Verzekeringsfondsen

 
English | Nederlands

Schoenmakersbeurs

Gegegevens

Naam Schoenmakersbeurs
Plaats Maastricht
Provincie Limburg
Aard werklieden
Datum 1760-1901 (laatste vermelding)
Jaar van oprichting 1760
Laatste vermelding 1901
Bestaansduur > 50 jaar
Ziekengeld ja
Ziektekosten ja
Begrafenisgeld ja
Leden
Jaar Aantal
1827 285
1845 700
1852 700
1865 430
1891 50
Tekst

Schoenmakersbeurs. 1760-

Reglement goedgekeurd door de Raad, 28 juli 1760.
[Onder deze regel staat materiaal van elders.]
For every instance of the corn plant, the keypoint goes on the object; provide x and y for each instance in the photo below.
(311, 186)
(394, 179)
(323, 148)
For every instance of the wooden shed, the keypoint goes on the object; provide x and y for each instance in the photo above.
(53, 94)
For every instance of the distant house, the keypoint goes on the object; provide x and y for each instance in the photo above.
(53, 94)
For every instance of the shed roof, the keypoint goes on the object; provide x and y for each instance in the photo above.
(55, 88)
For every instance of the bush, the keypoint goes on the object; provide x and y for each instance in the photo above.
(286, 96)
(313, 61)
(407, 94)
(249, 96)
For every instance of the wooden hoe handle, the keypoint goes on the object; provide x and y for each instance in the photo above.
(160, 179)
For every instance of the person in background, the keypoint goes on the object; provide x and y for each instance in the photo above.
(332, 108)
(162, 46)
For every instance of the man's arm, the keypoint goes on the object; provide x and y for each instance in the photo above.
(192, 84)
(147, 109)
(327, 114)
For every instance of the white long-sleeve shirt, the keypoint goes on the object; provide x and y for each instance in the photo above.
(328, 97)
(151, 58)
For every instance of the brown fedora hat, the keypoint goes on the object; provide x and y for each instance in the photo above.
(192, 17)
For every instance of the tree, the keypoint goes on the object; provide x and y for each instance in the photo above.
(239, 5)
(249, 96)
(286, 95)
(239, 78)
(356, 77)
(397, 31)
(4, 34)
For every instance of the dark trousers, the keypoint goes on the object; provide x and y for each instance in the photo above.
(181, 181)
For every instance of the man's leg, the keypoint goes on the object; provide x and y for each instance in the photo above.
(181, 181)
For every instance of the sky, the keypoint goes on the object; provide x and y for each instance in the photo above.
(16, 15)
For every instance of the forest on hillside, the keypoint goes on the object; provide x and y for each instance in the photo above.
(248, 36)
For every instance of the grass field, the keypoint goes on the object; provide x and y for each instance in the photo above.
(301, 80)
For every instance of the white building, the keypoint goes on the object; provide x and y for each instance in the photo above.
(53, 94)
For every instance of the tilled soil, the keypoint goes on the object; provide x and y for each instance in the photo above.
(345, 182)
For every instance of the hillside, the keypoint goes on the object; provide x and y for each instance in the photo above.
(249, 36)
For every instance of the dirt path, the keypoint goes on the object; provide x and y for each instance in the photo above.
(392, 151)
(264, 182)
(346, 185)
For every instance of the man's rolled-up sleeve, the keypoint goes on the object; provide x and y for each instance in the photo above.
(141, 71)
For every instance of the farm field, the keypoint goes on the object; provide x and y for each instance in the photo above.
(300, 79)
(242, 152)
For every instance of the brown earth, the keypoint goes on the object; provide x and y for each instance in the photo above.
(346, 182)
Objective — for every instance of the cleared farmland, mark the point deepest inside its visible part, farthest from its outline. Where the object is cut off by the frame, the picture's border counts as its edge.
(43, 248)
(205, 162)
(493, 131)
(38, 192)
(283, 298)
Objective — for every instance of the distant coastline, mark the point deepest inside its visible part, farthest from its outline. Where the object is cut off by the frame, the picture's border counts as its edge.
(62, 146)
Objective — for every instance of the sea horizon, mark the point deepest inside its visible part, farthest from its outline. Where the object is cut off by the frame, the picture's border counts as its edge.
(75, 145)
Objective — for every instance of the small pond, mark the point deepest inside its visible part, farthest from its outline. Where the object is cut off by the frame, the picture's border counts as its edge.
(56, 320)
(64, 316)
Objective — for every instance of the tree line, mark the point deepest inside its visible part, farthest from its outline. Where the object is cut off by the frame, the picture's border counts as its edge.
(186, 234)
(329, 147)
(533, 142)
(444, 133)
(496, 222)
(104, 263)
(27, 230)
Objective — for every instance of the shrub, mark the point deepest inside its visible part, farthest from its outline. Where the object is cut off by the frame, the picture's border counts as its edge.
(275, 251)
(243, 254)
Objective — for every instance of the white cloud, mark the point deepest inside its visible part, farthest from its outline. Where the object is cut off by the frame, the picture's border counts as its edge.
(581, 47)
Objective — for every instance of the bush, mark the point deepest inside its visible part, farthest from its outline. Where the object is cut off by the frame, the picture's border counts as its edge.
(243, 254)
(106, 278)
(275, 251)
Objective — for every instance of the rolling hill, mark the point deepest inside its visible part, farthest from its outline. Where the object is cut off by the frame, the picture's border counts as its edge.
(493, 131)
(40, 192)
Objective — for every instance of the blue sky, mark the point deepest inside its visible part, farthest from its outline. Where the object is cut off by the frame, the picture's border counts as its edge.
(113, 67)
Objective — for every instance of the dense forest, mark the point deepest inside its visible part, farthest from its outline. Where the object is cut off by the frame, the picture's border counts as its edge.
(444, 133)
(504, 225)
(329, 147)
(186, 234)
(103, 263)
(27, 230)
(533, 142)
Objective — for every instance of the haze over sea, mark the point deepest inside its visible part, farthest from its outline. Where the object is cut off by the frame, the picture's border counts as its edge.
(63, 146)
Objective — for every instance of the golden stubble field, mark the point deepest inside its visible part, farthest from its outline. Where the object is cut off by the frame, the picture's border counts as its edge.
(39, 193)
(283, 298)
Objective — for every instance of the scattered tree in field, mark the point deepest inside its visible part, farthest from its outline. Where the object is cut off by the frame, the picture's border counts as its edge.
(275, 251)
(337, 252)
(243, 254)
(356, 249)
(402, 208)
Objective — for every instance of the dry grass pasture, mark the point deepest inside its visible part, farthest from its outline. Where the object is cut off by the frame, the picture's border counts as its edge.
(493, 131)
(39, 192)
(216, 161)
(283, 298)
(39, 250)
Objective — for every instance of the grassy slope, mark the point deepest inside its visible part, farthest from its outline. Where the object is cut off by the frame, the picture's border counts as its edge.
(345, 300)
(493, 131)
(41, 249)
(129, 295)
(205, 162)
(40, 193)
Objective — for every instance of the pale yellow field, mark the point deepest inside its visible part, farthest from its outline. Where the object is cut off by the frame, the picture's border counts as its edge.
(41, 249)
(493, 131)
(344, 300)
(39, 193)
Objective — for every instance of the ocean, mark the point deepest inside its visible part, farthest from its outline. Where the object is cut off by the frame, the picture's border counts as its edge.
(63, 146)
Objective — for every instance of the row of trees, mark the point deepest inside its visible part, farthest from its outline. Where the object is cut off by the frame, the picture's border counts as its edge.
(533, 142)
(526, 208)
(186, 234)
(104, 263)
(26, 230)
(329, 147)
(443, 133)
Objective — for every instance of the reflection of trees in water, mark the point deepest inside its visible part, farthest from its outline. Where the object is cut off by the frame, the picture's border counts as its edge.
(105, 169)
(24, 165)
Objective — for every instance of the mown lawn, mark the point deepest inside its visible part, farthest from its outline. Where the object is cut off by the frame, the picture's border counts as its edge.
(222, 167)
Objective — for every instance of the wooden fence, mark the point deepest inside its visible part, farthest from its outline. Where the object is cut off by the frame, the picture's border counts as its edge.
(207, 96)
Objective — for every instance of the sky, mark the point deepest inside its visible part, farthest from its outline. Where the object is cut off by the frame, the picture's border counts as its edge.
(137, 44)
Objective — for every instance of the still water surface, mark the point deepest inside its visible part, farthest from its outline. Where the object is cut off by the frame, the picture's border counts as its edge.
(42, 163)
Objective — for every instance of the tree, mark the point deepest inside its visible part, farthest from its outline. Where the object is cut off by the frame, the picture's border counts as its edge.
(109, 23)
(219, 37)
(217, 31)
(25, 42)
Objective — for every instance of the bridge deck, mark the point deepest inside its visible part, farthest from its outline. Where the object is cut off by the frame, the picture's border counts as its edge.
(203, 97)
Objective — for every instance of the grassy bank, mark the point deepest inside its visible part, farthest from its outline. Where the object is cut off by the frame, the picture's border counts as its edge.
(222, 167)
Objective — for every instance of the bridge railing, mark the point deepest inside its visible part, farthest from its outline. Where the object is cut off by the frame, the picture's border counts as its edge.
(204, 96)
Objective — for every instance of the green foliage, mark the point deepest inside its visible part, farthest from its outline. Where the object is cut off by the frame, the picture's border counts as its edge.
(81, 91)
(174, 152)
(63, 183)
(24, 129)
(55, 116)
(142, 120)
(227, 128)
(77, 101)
Beroepsgericht tot begin jaren veertig. In 1844 berichtte de Provinciale Commissie aan de tweede afdeling, dat de beurs de beroeps eis heeft laten vallen en sinds enige tijd mensen uit alle ambachten of arbeiders aannemen. BiZa, 2e afd. inv. 2803, 6 juli 1844, 19.

Voorzieningen: 1827 ziekengeld ƒ1,40, begrafenisgeld ƒ16,80, arts en medicijnen. Fondsenenquête (reglement 1822), idem. 1845 ziekengeld als de ziekte meer dan 8 dagen duurt; 1852 Bij langdurige ziekte, zoals de tering wordt slechts maximaal 3 maanden ziekengeld gegeven. De leden hebben vrije artsenkeuze.

Leden: 1827 285; 1852 700; 1865 430; 1845 700; 1891 50.

Contributie: 20 cent per maand; 1845 idem en 30 cent intree.

Bijzonderheden: 1. Sinds 1852 weer in de statistiek.

2. Tijdens de Fondsenenquête bracht iemand naar voren geen lid van dit fonds te willen zijn, omdat zij er een paar jaar geleden met de kas vandoor waren gegaan. Daarna geeft het fonds alleen nog geneeskundige hulp, geen begrafenisgeld meer.

Bronnen: Armverslag 1827; Begrafenisfondsrapport Nut, 227; Fondsenenquête, 531; Verhoren fondsenenquête, 631; Verhoren Maastricht, 111; Enquête 1845; departementale lijst.